Norway-based Aqualung's technology was developed by the Norwegian University of Science and Technology after over 20 years of research and is based on a membrane system that selectively extracts CO2 from a wide range of CO2 sources emitted by hydrocarbon-burning energy sources, according to the company.

The technology produces a high purity CO2 gas stream that can either be sequestered or reused and has been successfully piloted in Europe, where it has been shown to effectively extract CO2 from carbon gas streams, Standard Lithium said.
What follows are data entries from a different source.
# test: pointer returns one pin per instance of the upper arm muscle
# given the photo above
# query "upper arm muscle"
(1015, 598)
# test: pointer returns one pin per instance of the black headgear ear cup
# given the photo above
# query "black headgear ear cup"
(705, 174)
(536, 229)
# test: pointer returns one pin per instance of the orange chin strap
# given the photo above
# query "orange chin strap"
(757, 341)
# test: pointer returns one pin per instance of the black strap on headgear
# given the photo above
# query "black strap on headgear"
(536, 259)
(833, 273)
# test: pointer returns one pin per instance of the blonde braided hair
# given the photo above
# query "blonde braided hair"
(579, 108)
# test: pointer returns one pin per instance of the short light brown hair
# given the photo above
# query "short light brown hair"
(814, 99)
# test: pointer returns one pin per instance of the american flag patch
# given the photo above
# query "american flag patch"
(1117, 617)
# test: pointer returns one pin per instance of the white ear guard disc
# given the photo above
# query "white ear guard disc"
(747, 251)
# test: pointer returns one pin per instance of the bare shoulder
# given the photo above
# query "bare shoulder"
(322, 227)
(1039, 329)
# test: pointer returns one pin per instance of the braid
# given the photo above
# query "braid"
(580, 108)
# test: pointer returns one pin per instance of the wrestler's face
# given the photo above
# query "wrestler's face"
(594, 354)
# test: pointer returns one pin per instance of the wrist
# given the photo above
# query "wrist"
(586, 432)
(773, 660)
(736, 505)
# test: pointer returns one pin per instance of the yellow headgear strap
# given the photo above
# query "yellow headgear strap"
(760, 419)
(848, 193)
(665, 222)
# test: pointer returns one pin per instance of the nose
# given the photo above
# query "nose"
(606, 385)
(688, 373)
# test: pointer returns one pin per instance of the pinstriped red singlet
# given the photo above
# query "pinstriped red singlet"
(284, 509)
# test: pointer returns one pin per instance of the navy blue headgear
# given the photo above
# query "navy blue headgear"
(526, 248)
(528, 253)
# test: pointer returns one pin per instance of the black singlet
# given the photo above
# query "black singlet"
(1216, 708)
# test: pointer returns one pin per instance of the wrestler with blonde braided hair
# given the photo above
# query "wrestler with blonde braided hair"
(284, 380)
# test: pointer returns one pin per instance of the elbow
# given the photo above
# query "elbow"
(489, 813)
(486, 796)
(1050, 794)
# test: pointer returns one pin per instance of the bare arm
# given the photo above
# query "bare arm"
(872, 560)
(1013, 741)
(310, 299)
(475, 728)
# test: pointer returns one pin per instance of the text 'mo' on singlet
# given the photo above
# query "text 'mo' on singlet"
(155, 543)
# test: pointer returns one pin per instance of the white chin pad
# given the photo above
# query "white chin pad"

The pilot project will be located at Mission Creek's Dorcheat Macedonia facility and will take a slipstream of flue gas for processing through the Aqualung pilot unit. The resulting concentrated CO2 stream will then be used in Standard Lithium's ongoing research and development activities to investigate the utilization of southern Arkansas sourced CO2 for process and reagent optimization, the company said.

Manufacturing of the pilot unit is expected to begin in the fourth quarter of 2021 and pending permitting and finalizing of other agreements, to be installed at the project site in Q1 or Q2 2022, Standard Lithium said.

"...The future of the lithium industry rests on being able to produce sustainable battery-quality chemicals with the lowest carbon footprint in jurisdictions where their production is wanted and needed," Standard Lithium president and COO Andy Robinson said. "We feel that successful proof of this carbon capture technology in southern Arkansas may demonstrate another important technological step towards making the Gulf Coast region an industry-leading producer of sustainable lithium chemicals."

The new pilot project builds on and aligns with the White House's Carbon Capture, Utilization and Sequestration (CCUS) announcement June 30, which seeks to develop and deploy CCUS technologies to improve industrial processes, Standard Lithium said.

Standard Lithium previously said it was targeting initial annual production of 20,900 mt of battery-quality lithium chemicals in Arkansas, representing roughly five times the current domestic production.